Pages

Thursday, February 9, 2012

The Absurdity of Christ

Today I want to explore the supposed purpose behind the message of Christ. The main message, blood sacrifice, not any of the other things like moral teaching or anything like that. We are told that Christ came to earth to die for our sins, so we can be reconciled to God. One could dispute the concept of sin and would be justified in doing so, I think the concept is meaningless but it distracts us from the more important issue of the actual atonement. I wish to argue that the concept of blood sacrifice and substitutional punishment is outdated, barbaric and illogical.

Firstly, the idea bloodshed will pay for wrongdoings assumes that the god in question desires blood. Believing in the god of the philosophers does not get you to this position. Admittedly, the god of the old testament is such a god, in fact there are passages such as Exodus 29:18 which explicitly state that the smell of burnt flesh is a pleasing odour to God. However this is not the god that modern Christians actually believe in. If it were, then Christians would still be engaging in the practice of burnt sacrifices, not to atone for the sins, because God killed himself in human form for that, but because they would believe it to be pleasing to god. After all, isn't that the reason Christians sing songs of praise to God? To please him?
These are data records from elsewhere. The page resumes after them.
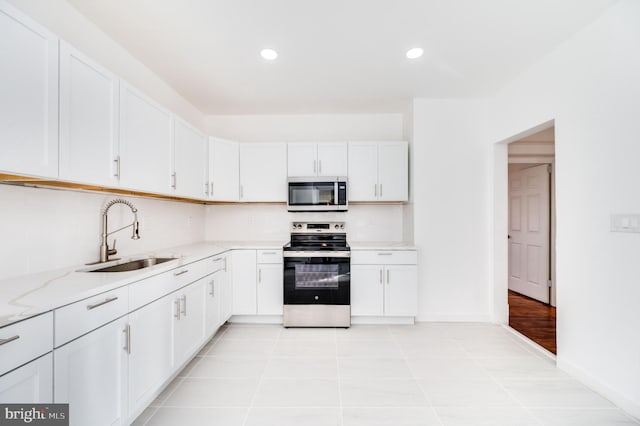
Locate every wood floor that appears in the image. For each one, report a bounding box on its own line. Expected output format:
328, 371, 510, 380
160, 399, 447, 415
509, 290, 556, 354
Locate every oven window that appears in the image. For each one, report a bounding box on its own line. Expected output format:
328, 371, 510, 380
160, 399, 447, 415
295, 263, 340, 289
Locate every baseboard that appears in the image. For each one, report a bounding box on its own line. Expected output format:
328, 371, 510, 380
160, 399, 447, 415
416, 314, 493, 323
556, 356, 640, 420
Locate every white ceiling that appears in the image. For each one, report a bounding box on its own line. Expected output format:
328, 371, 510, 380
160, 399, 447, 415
68, 0, 615, 114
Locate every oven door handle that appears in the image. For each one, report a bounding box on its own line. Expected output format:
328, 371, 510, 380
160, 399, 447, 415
282, 251, 351, 258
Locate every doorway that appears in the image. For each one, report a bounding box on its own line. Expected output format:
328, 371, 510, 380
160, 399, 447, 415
507, 125, 556, 354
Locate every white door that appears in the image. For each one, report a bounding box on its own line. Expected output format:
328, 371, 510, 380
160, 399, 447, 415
0, 353, 53, 404
377, 142, 409, 201
351, 265, 384, 316
208, 138, 240, 201
120, 82, 172, 194
256, 263, 284, 315
231, 250, 257, 315
318, 142, 348, 177
60, 42, 118, 186
240, 142, 287, 202
347, 142, 378, 201
0, 2, 58, 178
384, 265, 418, 316
509, 164, 550, 303
173, 277, 207, 369
172, 119, 208, 199
129, 295, 174, 421
287, 142, 318, 177
53, 317, 128, 426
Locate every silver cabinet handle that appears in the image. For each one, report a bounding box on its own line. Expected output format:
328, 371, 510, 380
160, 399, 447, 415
122, 324, 131, 355
113, 155, 120, 179
173, 299, 180, 321
87, 296, 118, 311
0, 334, 20, 346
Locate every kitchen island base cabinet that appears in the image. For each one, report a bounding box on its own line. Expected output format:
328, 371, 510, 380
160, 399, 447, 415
54, 317, 128, 426
0, 353, 53, 404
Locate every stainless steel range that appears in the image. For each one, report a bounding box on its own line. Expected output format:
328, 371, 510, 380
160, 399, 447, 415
283, 222, 351, 327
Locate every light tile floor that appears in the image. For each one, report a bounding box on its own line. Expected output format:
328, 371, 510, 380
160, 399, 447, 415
134, 323, 640, 426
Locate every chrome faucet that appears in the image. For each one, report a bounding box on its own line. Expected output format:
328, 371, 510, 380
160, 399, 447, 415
100, 198, 140, 263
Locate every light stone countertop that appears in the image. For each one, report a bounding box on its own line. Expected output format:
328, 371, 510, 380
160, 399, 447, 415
0, 241, 285, 328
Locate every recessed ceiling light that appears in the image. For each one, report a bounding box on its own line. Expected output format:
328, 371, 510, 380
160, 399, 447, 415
260, 49, 278, 61
407, 47, 424, 59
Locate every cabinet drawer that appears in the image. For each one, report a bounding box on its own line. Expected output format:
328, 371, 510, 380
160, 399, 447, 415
257, 249, 282, 263
54, 286, 129, 348
0, 312, 53, 376
351, 250, 418, 265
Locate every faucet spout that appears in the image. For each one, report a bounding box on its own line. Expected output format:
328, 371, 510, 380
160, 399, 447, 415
100, 198, 140, 263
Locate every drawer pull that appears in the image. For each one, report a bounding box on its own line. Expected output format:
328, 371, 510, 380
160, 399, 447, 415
87, 296, 118, 311
0, 334, 20, 346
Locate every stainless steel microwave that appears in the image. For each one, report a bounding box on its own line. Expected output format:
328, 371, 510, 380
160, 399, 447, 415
287, 176, 347, 212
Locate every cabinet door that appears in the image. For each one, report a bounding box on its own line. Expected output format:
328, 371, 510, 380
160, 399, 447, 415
204, 271, 224, 339
351, 265, 384, 316
287, 142, 318, 177
378, 142, 409, 201
256, 263, 284, 315
0, 353, 53, 404
120, 82, 172, 194
240, 142, 287, 202
318, 142, 348, 177
173, 277, 207, 369
171, 119, 208, 199
129, 295, 174, 420
60, 42, 118, 186
384, 265, 418, 316
209, 138, 240, 201
53, 318, 128, 426
347, 142, 378, 201
0, 2, 58, 178
231, 250, 257, 315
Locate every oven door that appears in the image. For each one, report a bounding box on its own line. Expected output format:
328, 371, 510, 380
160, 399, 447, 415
284, 252, 351, 305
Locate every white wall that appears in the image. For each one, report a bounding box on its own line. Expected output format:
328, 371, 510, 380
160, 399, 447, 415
8, 0, 204, 129
412, 99, 492, 321
206, 204, 403, 244
488, 0, 640, 417
0, 185, 205, 280
205, 114, 403, 142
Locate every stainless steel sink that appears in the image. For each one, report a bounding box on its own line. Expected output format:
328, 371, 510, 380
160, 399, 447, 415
84, 257, 177, 272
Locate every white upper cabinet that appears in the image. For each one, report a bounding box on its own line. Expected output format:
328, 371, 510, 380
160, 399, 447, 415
0, 2, 58, 178
59, 41, 118, 186
287, 142, 347, 177
240, 142, 287, 202
348, 142, 409, 201
171, 118, 207, 199
207, 138, 240, 201
119, 82, 173, 194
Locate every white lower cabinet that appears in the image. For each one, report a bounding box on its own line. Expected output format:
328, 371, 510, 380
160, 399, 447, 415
0, 353, 53, 404
351, 250, 418, 317
173, 277, 207, 368
54, 317, 128, 426
129, 295, 174, 421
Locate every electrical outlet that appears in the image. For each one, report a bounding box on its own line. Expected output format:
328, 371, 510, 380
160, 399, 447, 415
611, 214, 640, 233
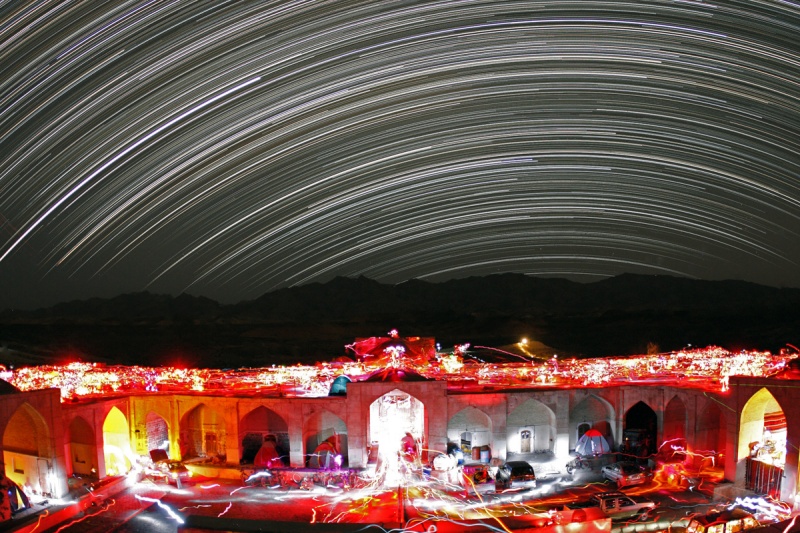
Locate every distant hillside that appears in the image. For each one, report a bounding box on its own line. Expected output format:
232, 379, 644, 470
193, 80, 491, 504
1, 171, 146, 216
0, 274, 800, 367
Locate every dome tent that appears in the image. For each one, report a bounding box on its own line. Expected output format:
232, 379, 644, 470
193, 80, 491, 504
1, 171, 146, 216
575, 428, 611, 455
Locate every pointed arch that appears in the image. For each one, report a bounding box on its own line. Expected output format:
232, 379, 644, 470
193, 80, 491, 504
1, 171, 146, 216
239, 405, 289, 464
179, 403, 222, 460
103, 406, 133, 476
369, 389, 425, 487
303, 409, 348, 468
622, 401, 658, 457
569, 394, 614, 449
447, 406, 493, 456
738, 388, 786, 467
144, 411, 169, 455
695, 402, 728, 468
3, 402, 55, 494
67, 416, 97, 476
506, 398, 556, 453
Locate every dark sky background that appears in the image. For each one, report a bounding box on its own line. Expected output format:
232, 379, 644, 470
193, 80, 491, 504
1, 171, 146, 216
0, 0, 800, 308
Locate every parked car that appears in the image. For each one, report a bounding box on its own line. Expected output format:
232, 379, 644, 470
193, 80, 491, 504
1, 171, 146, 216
567, 492, 656, 520
600, 461, 653, 488
495, 461, 536, 490
462, 463, 495, 493
686, 509, 761, 533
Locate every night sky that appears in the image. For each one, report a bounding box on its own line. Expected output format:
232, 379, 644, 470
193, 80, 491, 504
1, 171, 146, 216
0, 0, 800, 308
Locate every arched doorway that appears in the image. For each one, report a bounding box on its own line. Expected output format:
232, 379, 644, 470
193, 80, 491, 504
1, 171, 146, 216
144, 411, 169, 455
447, 407, 492, 457
621, 401, 658, 457
103, 407, 133, 476
737, 388, 786, 498
239, 406, 289, 464
506, 399, 556, 453
69, 416, 97, 477
3, 403, 56, 496
569, 394, 614, 449
180, 403, 226, 461
369, 389, 425, 487
695, 403, 728, 468
303, 410, 348, 468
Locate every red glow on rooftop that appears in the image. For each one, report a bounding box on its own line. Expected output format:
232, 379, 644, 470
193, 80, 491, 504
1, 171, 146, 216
0, 336, 797, 400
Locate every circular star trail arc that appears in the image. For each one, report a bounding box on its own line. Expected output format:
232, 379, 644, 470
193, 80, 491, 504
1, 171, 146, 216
0, 0, 800, 303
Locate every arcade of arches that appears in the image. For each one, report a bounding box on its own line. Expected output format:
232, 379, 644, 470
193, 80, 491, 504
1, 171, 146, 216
0, 378, 800, 500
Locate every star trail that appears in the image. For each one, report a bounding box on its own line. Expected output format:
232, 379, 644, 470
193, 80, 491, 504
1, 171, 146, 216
0, 0, 800, 307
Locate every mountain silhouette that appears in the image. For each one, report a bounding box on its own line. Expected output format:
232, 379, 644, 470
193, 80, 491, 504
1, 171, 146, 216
0, 274, 800, 368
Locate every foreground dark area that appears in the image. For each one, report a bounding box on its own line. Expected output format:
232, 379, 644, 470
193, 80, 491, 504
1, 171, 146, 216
0, 274, 800, 367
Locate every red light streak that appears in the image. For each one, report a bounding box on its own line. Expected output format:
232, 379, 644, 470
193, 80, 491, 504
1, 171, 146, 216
0, 346, 797, 401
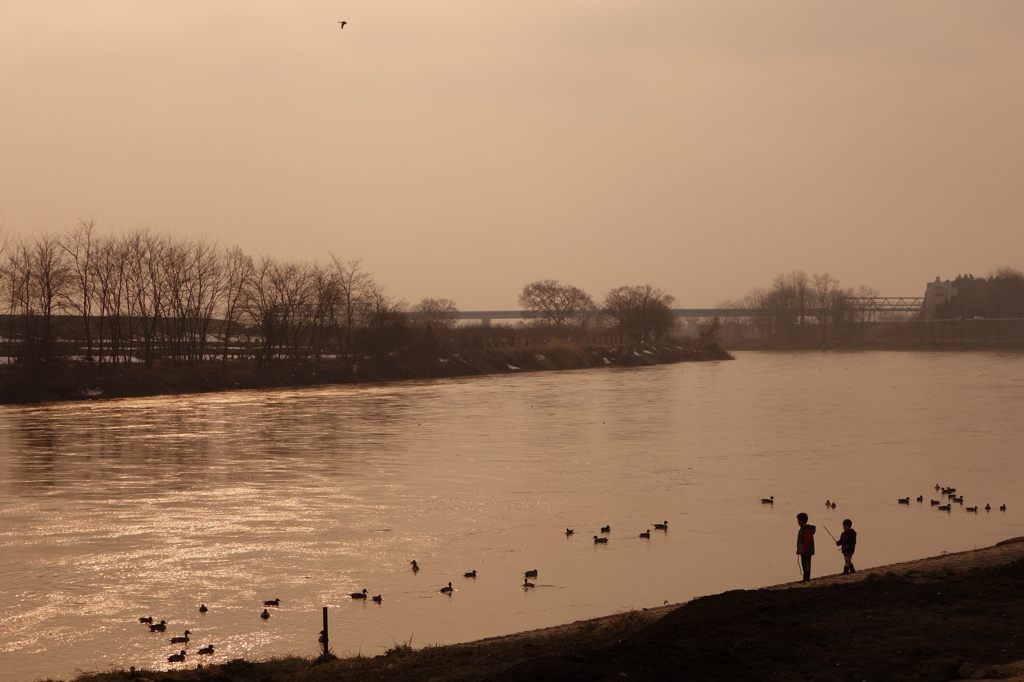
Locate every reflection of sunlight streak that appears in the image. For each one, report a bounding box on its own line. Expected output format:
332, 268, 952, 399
0, 356, 1020, 679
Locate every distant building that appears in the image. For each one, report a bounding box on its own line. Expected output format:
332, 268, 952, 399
925, 278, 956, 319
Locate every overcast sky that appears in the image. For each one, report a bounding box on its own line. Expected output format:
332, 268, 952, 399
0, 0, 1024, 310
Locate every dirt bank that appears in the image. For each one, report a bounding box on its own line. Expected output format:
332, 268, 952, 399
0, 343, 731, 403
61, 539, 1024, 682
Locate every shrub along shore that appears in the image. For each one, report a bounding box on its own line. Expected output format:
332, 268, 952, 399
59, 538, 1024, 682
0, 341, 731, 403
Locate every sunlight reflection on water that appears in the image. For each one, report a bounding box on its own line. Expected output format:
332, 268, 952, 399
0, 353, 1024, 682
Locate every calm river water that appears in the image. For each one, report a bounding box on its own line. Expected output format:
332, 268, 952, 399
0, 352, 1024, 682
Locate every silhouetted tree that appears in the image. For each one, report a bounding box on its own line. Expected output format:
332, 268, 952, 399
601, 285, 675, 342
519, 280, 594, 327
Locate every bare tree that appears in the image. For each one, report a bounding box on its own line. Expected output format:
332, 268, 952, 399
331, 254, 374, 355
60, 220, 99, 363
365, 284, 409, 363
602, 285, 676, 343
218, 242, 253, 365
519, 280, 595, 327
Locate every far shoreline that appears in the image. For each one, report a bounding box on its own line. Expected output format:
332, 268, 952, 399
0, 341, 733, 404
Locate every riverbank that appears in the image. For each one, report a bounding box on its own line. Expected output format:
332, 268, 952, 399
0, 342, 732, 404
61, 538, 1024, 682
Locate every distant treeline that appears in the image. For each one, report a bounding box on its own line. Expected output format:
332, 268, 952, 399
720, 270, 879, 346
933, 268, 1024, 319
0, 221, 696, 370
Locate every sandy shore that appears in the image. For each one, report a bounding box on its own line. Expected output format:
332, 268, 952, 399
68, 538, 1024, 682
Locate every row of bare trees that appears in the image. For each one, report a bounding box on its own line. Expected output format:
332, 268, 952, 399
0, 221, 423, 366
519, 280, 675, 343
721, 270, 879, 344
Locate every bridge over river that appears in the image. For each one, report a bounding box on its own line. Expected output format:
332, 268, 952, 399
454, 296, 925, 325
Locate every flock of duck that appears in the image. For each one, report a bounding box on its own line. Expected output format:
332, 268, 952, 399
399, 521, 669, 603
144, 521, 669, 663
138, 599, 222, 663
896, 483, 1007, 514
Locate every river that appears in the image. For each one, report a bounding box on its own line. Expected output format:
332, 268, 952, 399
0, 351, 1024, 682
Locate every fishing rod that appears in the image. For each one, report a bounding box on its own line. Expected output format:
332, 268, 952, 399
821, 523, 843, 552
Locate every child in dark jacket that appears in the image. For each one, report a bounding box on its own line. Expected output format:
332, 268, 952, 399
836, 519, 857, 576
797, 512, 817, 583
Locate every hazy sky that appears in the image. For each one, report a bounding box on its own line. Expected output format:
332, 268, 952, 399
0, 0, 1024, 309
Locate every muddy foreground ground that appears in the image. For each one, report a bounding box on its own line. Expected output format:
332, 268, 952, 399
66, 538, 1024, 682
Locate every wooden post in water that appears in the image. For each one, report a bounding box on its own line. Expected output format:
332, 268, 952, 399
321, 606, 331, 657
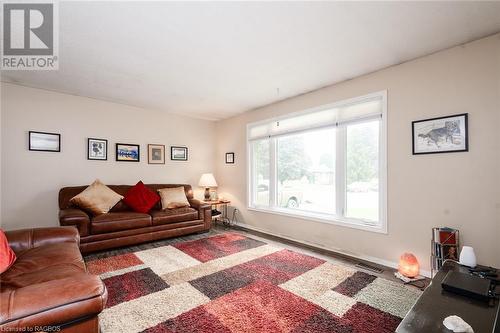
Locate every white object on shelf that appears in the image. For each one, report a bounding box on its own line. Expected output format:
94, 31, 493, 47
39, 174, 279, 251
460, 246, 477, 268
443, 316, 474, 333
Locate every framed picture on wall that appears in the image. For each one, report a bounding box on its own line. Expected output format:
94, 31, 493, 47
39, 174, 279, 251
226, 153, 234, 164
28, 131, 61, 152
170, 146, 188, 161
148, 144, 165, 164
116, 143, 140, 162
87, 138, 108, 161
412, 113, 469, 155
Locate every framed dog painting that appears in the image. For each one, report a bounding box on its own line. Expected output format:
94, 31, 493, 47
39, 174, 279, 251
412, 113, 469, 155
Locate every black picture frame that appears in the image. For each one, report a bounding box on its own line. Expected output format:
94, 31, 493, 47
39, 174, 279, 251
170, 146, 188, 161
115, 143, 141, 162
28, 131, 61, 153
411, 113, 469, 155
148, 143, 165, 164
87, 138, 108, 161
226, 152, 234, 164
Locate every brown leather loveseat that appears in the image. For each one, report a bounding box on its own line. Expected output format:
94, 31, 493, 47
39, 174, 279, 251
59, 184, 212, 253
0, 227, 107, 333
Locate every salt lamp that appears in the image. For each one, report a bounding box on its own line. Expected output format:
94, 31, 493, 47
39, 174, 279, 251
398, 253, 420, 278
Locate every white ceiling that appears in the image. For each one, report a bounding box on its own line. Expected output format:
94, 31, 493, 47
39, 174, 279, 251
2, 2, 500, 119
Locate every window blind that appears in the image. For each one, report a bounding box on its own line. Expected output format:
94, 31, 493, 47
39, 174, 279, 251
248, 95, 383, 140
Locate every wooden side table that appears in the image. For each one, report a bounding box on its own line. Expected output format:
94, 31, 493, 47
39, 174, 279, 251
396, 261, 500, 333
205, 200, 231, 226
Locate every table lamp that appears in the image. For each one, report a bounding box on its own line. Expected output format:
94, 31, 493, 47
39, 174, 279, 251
198, 173, 217, 201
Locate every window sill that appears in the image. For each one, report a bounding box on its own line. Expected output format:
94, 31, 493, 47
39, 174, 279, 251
247, 207, 387, 234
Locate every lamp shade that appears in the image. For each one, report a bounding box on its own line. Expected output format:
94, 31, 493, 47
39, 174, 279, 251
198, 173, 217, 188
398, 253, 420, 278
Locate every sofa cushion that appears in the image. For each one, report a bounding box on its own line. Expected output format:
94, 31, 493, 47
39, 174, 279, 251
1, 242, 85, 290
158, 186, 189, 209
70, 179, 123, 215
151, 207, 198, 225
90, 212, 151, 234
123, 181, 160, 213
0, 229, 16, 274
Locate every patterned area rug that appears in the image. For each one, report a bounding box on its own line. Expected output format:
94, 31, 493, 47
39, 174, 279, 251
86, 233, 420, 333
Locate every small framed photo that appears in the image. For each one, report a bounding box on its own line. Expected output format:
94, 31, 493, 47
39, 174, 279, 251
226, 153, 234, 164
148, 144, 165, 164
116, 143, 140, 162
412, 113, 469, 155
87, 138, 108, 161
29, 131, 61, 152
170, 146, 188, 161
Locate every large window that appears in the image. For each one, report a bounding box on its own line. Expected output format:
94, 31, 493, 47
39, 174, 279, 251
247, 92, 386, 232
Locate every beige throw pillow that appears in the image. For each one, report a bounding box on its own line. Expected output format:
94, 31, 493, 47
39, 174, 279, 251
158, 186, 189, 209
70, 179, 123, 215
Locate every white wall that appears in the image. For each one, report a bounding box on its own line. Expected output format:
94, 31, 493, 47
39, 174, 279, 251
216, 34, 500, 270
1, 83, 215, 230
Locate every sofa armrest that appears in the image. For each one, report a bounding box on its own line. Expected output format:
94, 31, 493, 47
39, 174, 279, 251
59, 208, 90, 236
5, 227, 80, 253
0, 273, 107, 331
189, 199, 212, 230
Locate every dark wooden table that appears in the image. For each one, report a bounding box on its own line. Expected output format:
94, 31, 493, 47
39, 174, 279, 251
396, 261, 500, 333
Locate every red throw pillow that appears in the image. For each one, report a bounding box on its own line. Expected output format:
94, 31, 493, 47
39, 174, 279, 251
0, 229, 16, 274
123, 181, 160, 213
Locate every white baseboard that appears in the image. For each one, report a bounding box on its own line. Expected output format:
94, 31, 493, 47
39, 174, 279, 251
232, 222, 431, 278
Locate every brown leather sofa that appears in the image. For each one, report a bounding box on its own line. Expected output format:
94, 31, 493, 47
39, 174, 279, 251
59, 184, 212, 253
0, 227, 108, 333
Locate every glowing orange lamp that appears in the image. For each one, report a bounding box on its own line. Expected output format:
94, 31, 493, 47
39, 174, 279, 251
398, 253, 420, 278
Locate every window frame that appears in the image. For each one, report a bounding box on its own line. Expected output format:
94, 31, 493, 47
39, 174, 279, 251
246, 90, 387, 234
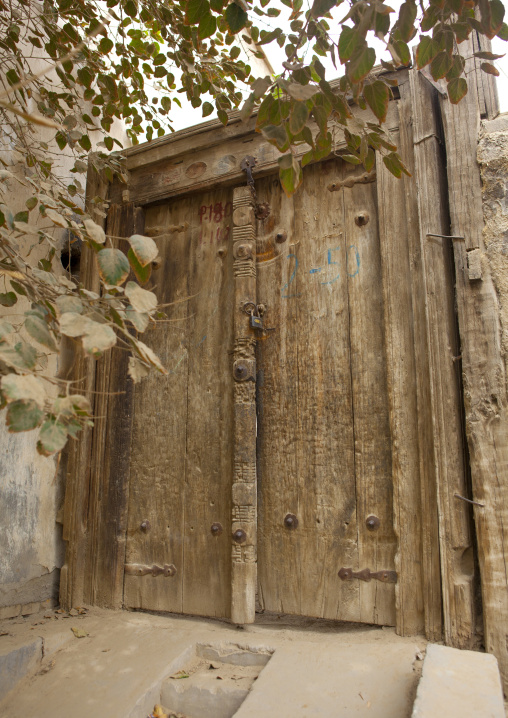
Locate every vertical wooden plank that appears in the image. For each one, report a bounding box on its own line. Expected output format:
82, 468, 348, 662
256, 176, 301, 614
376, 100, 426, 639
409, 71, 475, 648
342, 166, 396, 625
470, 30, 499, 120
257, 160, 395, 624
231, 187, 257, 624
60, 165, 109, 608
125, 189, 234, 617
290, 160, 358, 621
439, 40, 508, 691
124, 203, 190, 613
85, 203, 144, 608
182, 189, 234, 617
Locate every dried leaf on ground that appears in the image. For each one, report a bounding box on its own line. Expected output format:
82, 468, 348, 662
71, 627, 90, 638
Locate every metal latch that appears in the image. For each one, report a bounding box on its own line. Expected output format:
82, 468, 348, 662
240, 155, 270, 219
338, 568, 397, 583
242, 302, 266, 330
124, 563, 176, 577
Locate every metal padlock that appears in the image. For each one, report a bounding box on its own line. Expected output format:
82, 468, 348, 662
250, 314, 263, 329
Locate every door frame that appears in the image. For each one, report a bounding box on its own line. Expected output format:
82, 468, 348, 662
61, 69, 496, 660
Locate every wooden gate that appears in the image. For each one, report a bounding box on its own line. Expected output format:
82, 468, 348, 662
124, 159, 396, 624
61, 70, 475, 646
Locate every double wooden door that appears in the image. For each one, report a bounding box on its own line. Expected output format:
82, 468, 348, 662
124, 159, 397, 625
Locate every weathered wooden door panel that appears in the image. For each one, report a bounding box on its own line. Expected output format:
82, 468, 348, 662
125, 190, 233, 616
258, 160, 396, 624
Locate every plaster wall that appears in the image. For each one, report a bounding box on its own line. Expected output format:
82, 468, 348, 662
478, 113, 508, 390
0, 60, 128, 618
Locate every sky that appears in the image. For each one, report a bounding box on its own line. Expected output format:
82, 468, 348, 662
171, 0, 508, 130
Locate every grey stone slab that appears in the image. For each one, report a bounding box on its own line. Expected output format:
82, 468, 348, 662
412, 644, 505, 718
0, 638, 42, 700
235, 641, 420, 718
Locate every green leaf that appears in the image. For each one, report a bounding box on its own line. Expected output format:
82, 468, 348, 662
480, 62, 499, 77
55, 294, 83, 314
185, 0, 210, 25
11, 279, 27, 297
78, 135, 92, 152
37, 419, 67, 456
5, 69, 19, 87
489, 0, 505, 35
129, 234, 159, 267
99, 37, 114, 55
430, 51, 453, 80
217, 110, 229, 127
416, 36, 438, 70
0, 292, 18, 307
289, 102, 309, 135
383, 152, 411, 178
224, 2, 249, 35
198, 12, 217, 40
339, 26, 360, 64
393, 40, 411, 65
310, 0, 337, 17
127, 249, 152, 284
6, 400, 44, 433
279, 155, 303, 197
340, 155, 362, 165
446, 55, 466, 80
473, 51, 505, 60
447, 77, 467, 105
55, 132, 67, 150
202, 102, 214, 117
97, 249, 130, 285
125, 309, 150, 332
13, 211, 28, 224
363, 147, 376, 172
250, 76, 272, 98
261, 125, 289, 152
287, 82, 319, 102
123, 0, 138, 18
240, 92, 256, 122
363, 80, 391, 122
125, 282, 157, 314
25, 316, 58, 352
83, 219, 106, 244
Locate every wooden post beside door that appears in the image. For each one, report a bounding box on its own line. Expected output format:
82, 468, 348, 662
231, 187, 257, 624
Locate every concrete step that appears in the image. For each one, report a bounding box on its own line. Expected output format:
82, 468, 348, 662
160, 644, 271, 718
235, 639, 419, 718
412, 643, 505, 718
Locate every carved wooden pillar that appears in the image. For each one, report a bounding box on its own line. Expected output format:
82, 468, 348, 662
231, 187, 257, 624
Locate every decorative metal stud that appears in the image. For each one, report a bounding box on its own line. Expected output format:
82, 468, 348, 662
284, 514, 298, 531
210, 521, 223, 536
365, 514, 381, 531
233, 529, 247, 543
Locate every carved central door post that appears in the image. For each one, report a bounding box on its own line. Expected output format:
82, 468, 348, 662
231, 187, 257, 624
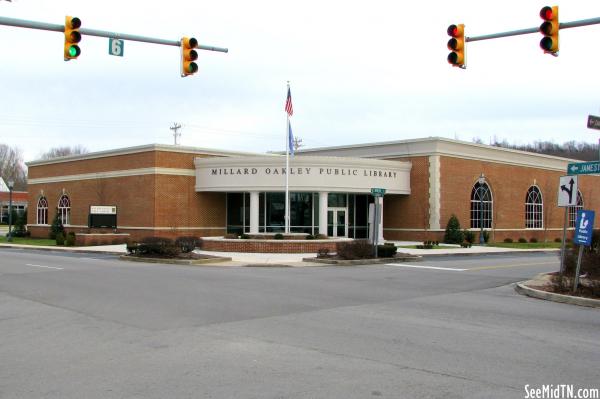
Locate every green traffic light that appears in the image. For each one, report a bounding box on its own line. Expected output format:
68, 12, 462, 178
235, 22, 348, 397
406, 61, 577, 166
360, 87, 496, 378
69, 45, 81, 57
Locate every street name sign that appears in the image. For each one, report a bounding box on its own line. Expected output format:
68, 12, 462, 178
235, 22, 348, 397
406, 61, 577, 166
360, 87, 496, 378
371, 188, 385, 197
567, 161, 600, 175
588, 115, 600, 130
573, 209, 596, 247
558, 176, 577, 207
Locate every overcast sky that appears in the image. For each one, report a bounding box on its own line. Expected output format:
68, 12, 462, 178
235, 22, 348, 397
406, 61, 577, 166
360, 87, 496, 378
0, 0, 600, 161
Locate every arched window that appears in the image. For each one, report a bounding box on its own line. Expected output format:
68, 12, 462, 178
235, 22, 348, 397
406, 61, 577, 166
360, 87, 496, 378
58, 194, 71, 224
471, 182, 494, 229
525, 186, 544, 229
36, 197, 48, 224
569, 190, 583, 227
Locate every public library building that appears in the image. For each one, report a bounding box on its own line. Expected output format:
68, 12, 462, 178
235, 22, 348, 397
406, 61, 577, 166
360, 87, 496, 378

The idea is outdated because it has no relevance to the modern conceptions of justice. Evangelists like Ray Comfort like to use the following analogy:
You commit a crime, the punishment for which is monetary compensation. Someone else pays your fine for you and you are let off the hook. They claim that the execution of Jesus does the same thing, you committed the crime of existing, and for it you deserve to die, Jesus was executed instead of you, so you are let off the hook. Is justice done in either of these cases? I contend that it is not, in fact that to allow such an event to take place would rather be a perversion of justice, yet Christians want you to believe that this is perfect justice.

Let me also try a logical reconstruction of the Christian theory of atonement as I see it. This is possibly an over-simplification, but it should suffice for my purposes here.

1. You trespassed God
2. Trespassing God deserves death
3. Jesus was killed instead of you
Therefore
C. You are no longer culpable for your actions.

It should be quite plain that such an argument is logically invalid as it is currently written above. In order to make the conclusion follow from the premises, a fourth suppressed premise would need to be added.

1. You trespassed God
2. Trespassing God deserves death
3. Jesus was killed instead of you
[4. Any person who has not trespassed God and is killed in the place of another removes the accountability of the guilty person to their actions]
Therefore
C. You are no longer culpable for your actions.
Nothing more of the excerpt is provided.